Another accreditation to be aware of specifically for service and cloud providers that are focused on healthcare is called the Electronic Healthcare Network Accreditation Commission (EHNAC). EHNAC is a non-profit organization founded in 1993 designed to improve transaction quality, operational efficiency and data security in healthcare. More than 30 representatives from the healthcare transaction industry participated in a series of surveys and meetings to help develop the first set of industry standards for data transmission, security and resource capability. The self-governing EHNAC organization was formed as a result and began accrediting electronic health networks in 1995.

EHNAC continues to work through industry collaboration and currently provides 18 accreditation programs. Datacenter providers and cloud service providers would find the OSAP – Outsourced Service Accreditation Program – of most interest tailored for datacenters. In addition, there is a cloud-enabled accreditation program that is available as an add-on only for organizations that have applied for another program. The cloud service provider has to be FedRAMP certified as well. For additional context, currently in our Datacenter KnowledgeBase, 4.9% of tracked facilities are FedRAMP certified and only .0002% have EHNAC accreditation.

Each of the EHNAC accreditation programs promotes standards, best practices, administrative simplification and protection of information exchange regarding security, privacy and confidentiality.

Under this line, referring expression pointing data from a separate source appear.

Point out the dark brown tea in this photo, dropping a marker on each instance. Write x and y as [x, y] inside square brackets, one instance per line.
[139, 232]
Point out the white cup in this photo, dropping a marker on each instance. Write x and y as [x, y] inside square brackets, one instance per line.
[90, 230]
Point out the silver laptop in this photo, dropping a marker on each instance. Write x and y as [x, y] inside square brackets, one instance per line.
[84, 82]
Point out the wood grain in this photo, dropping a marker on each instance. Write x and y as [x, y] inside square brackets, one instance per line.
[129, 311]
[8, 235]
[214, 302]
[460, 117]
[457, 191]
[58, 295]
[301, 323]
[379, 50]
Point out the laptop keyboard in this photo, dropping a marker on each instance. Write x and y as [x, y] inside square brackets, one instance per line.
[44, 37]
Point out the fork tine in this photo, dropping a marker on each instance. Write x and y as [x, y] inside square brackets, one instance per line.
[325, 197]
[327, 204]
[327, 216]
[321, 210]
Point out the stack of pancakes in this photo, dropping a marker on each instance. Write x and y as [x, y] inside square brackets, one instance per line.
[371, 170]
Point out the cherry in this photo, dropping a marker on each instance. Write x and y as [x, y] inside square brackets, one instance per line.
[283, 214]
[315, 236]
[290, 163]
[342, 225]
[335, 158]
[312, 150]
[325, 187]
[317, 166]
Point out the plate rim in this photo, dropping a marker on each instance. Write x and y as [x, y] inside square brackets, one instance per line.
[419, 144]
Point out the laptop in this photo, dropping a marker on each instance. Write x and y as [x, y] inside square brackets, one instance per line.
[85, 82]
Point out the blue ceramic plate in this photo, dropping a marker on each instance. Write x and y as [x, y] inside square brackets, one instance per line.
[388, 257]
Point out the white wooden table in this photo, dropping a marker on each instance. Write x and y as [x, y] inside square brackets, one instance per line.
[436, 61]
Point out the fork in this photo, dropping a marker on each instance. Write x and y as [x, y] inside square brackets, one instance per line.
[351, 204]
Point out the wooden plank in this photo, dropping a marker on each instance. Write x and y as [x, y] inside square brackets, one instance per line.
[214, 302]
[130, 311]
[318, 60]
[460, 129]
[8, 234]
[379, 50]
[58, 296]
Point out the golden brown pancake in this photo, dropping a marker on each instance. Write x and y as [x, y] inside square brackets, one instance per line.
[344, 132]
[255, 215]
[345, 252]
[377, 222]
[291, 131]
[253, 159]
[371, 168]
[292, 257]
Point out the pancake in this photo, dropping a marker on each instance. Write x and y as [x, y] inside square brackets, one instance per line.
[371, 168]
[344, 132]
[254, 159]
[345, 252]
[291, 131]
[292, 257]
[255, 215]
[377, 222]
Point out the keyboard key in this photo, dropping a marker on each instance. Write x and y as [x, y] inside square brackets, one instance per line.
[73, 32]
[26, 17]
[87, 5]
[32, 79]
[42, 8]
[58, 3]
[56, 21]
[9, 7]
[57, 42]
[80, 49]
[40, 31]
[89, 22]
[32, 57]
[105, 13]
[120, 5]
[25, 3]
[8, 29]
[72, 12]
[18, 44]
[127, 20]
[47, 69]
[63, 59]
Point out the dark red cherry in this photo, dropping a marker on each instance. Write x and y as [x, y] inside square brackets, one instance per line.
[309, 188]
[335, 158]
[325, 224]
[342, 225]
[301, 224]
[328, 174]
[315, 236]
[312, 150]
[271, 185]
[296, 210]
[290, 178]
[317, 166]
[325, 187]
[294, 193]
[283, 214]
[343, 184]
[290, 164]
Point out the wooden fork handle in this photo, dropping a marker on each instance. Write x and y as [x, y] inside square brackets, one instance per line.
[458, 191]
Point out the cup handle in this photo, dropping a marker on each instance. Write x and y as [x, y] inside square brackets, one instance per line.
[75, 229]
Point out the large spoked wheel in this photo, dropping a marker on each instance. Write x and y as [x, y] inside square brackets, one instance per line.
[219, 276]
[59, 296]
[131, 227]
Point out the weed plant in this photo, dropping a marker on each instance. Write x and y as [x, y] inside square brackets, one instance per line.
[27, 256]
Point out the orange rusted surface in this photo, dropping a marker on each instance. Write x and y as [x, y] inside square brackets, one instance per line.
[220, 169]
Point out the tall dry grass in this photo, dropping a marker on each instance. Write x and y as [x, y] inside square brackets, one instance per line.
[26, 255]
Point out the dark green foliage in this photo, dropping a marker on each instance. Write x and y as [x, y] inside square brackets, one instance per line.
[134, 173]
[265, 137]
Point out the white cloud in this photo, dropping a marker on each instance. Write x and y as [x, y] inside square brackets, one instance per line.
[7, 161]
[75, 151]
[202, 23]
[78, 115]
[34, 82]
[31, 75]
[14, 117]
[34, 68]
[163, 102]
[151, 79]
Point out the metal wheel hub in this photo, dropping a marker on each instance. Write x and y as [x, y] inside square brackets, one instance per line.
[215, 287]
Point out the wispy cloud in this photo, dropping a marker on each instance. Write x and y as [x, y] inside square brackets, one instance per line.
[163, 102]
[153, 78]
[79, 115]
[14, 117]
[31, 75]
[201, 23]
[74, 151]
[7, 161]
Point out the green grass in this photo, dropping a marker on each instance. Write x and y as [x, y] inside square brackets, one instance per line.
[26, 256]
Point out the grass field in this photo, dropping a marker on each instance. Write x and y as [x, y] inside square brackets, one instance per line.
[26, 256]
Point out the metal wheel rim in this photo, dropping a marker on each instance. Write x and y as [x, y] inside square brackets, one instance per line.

The programs set the foundational requirements to help measure an organization's ability to meet HIPAA, Omnibus, HITECH, ARRA, the Affordable Healthcare Act and other mandates in these areas.

In October 2016, EHNAC even replaced its HIPAA-related privacy and security criteria with the HITRUST CSF provisions and controls. After mapping both programs, it found a great deal of overlap. It came together with HITRUST to make these processes streamlined and more transparent for the industry. EHNAC is able to provide HITRUST CSF certification and EHNAC accreditation.